A basic understanding of biology and human anatomy makes clear just how fallacious this belief is. Internal organs have evolved to flush themselves naturally of anything noxious that may accumulate in them at, basically the same rate no matter what your diet, assuming you are not afflicted with some ailment preventing them from functioning. The belief that organs need to be cleansed is grounded in marketing hype, a uniquely American obsession with purity of essence and other assorted new-age mumbo-jumbo rather than in anything that resembles science. However, the belief is held and advanced even by people who are involved in scientifically relevant things for a living.
These sorts of erroneous beliefs call into question the abilities of those engaged in science or technology driven fields, including agricultural sciences and others. A further example that I was recently made aware of is bio-dynamic agriculture, which has been described as “an occult form of alternative agriculture” by researchers and involves the combination of sensible organic agricultural features with astrology. Again, while this tendency seems harmless and biodynamic is, at base, simply organic farming and yields nearly identical results, the belief in the demonstrably bogus advanced by, in the case of biodynamic farming, the largely discredited creationist Rudolf Steiner, does damage to the credibility of those advancing said positions. These types of distortions seek to undermine the primacy of the scientific method in both how we see the natural world, and in discourse about public policy. It effectively is the same impetus that feeds climate deniers or those that do not believe in evolution.
This is not to say that the Western conception and ideal of medicine or science has a moratorium on the truth. While many seem to lack a basic understanding of biology, the tendency is to dodge the issue by citing the wisdom of Eastern medicines detached from Western practice or understanding. Indeed, many so-called Naturopathic and Eastern cures have been studied and shown to be efficacious and present solutions that may indeed not be intuitive to Western medicine. However, this does make all of them useful, and the onus must be upon the individual to understand the basics of biology and anatomy to determine that these solutions genuinely do make scientific sense rather than appealing to some more primal or ephemeral belief system. Or worse, if these belief systems inadvertently point towards a puritanical ethic focused on the natural that rejects the modern, while still hypocritically reveling in the modern, the result is to perpetually re-enforce worship of naked technology while dismissing the science that underpins that technology. To wit, there is ignorance that is innocent because it can be addressed and remedied, and then there is ignorance that is pernicious because it is willful.

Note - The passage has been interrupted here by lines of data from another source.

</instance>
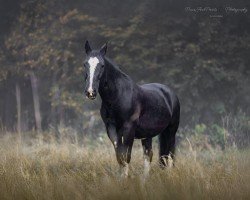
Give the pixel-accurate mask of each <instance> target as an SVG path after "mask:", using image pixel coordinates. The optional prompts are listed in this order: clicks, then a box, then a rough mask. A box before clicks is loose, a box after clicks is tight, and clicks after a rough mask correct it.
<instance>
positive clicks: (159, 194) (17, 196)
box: [0, 134, 250, 200]
mask: <svg viewBox="0 0 250 200" xmlns="http://www.w3.org/2000/svg"><path fill="white" fill-rule="evenodd" d="M94 142H95V145H89V142H88V141H87V140H85V142H84V143H83V145H82V146H79V145H77V144H75V143H71V142H68V141H67V140H62V141H61V142H60V144H59V143H57V142H55V141H54V140H53V139H49V140H47V141H46V142H45V139H44V138H43V137H37V138H33V139H29V138H26V139H22V140H20V138H19V137H18V136H15V135H9V134H6V135H5V136H2V137H1V138H0V199H46V200H47V199H250V159H249V158H250V151H247V150H246V151H239V150H237V149H228V150H226V151H224V152H223V151H217V150H215V151H213V152H211V151H203V152H200V151H196V149H195V147H191V146H190V145H192V144H191V143H192V142H190V141H189V143H190V144H188V145H187V146H189V148H181V149H180V148H178V149H177V157H176V164H175V167H174V168H172V169H165V170H162V169H160V167H159V166H158V162H157V159H158V155H157V154H158V151H157V149H156V147H157V146H155V150H154V159H153V163H152V168H151V171H150V175H149V177H148V179H147V181H146V182H145V183H144V182H142V174H143V157H142V149H141V147H140V145H139V144H140V142H139V141H138V142H136V143H135V145H134V148H133V153H132V161H131V164H130V172H129V173H130V175H129V178H128V179H121V178H120V176H119V168H118V164H117V162H116V159H115V154H114V150H113V148H112V146H111V145H110V143H109V142H108V141H106V140H105V141H102V142H100V141H98V140H96V141H94Z"/></svg>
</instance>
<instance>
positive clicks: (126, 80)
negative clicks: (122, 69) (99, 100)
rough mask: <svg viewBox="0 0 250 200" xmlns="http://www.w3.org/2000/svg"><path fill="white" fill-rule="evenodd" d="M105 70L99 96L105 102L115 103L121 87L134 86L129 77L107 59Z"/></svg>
mask: <svg viewBox="0 0 250 200" xmlns="http://www.w3.org/2000/svg"><path fill="white" fill-rule="evenodd" d="M104 61H105V66H104V68H105V70H104V73H103V75H102V77H101V80H100V85H99V94H100V96H101V98H102V101H104V102H108V103H111V102H114V101H116V99H117V98H118V95H119V94H120V92H121V89H122V88H121V87H124V86H127V87H128V86H131V87H132V85H133V82H132V80H131V79H130V77H129V76H128V75H126V74H125V73H124V72H122V71H121V70H120V69H119V68H118V67H116V66H115V65H114V64H113V63H112V62H111V61H110V60H109V59H107V58H105V59H104Z"/></svg>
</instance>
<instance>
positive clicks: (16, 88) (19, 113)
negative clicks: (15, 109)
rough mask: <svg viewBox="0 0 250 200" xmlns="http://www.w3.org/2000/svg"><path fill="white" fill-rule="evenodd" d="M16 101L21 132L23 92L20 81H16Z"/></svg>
mask: <svg viewBox="0 0 250 200" xmlns="http://www.w3.org/2000/svg"><path fill="white" fill-rule="evenodd" d="M16 103H17V132H18V134H19V135H20V134H21V92H20V86H19V83H16Z"/></svg>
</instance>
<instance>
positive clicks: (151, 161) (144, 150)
mask: <svg viewBox="0 0 250 200" xmlns="http://www.w3.org/2000/svg"><path fill="white" fill-rule="evenodd" d="M141 143H142V147H143V158H144V173H143V175H144V179H145V178H146V177H147V176H148V174H149V171H150V163H151V162H152V158H153V151H152V138H146V139H142V140H141Z"/></svg>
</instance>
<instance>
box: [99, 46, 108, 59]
mask: <svg viewBox="0 0 250 200" xmlns="http://www.w3.org/2000/svg"><path fill="white" fill-rule="evenodd" d="M107 48H108V44H107V43H105V44H104V45H103V46H102V47H101V49H100V53H101V54H102V56H105V54H106V52H107Z"/></svg>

As a society, we must strive to develop basic understandings of sciences across the board. The importance of this lies not only in developing better, more data-driven public policy, but also in aiding us in understanding natural phenomena, most pressingly global climate change which are likely to yield violent social upheavals or even make the planet uninhabitable for ourselves. Indeed, it is our exploitation of technology without fully grasping the science and thus outcomes of its use that is driving climate change. That the United States, as a result of the American lifestyle re-enforced by the anti-science slant of many Americans is responsible for such a large percentage of greenhouse gas emissions is telling. Addressing the state of scientific understanding in America may well prove to be the most important of features for humanity. The willingness to actively reject the vulgar, counter-scientific drivel advanced at every strata of American society remains pressing, for it is the first step towards furthering crucial scientific educations.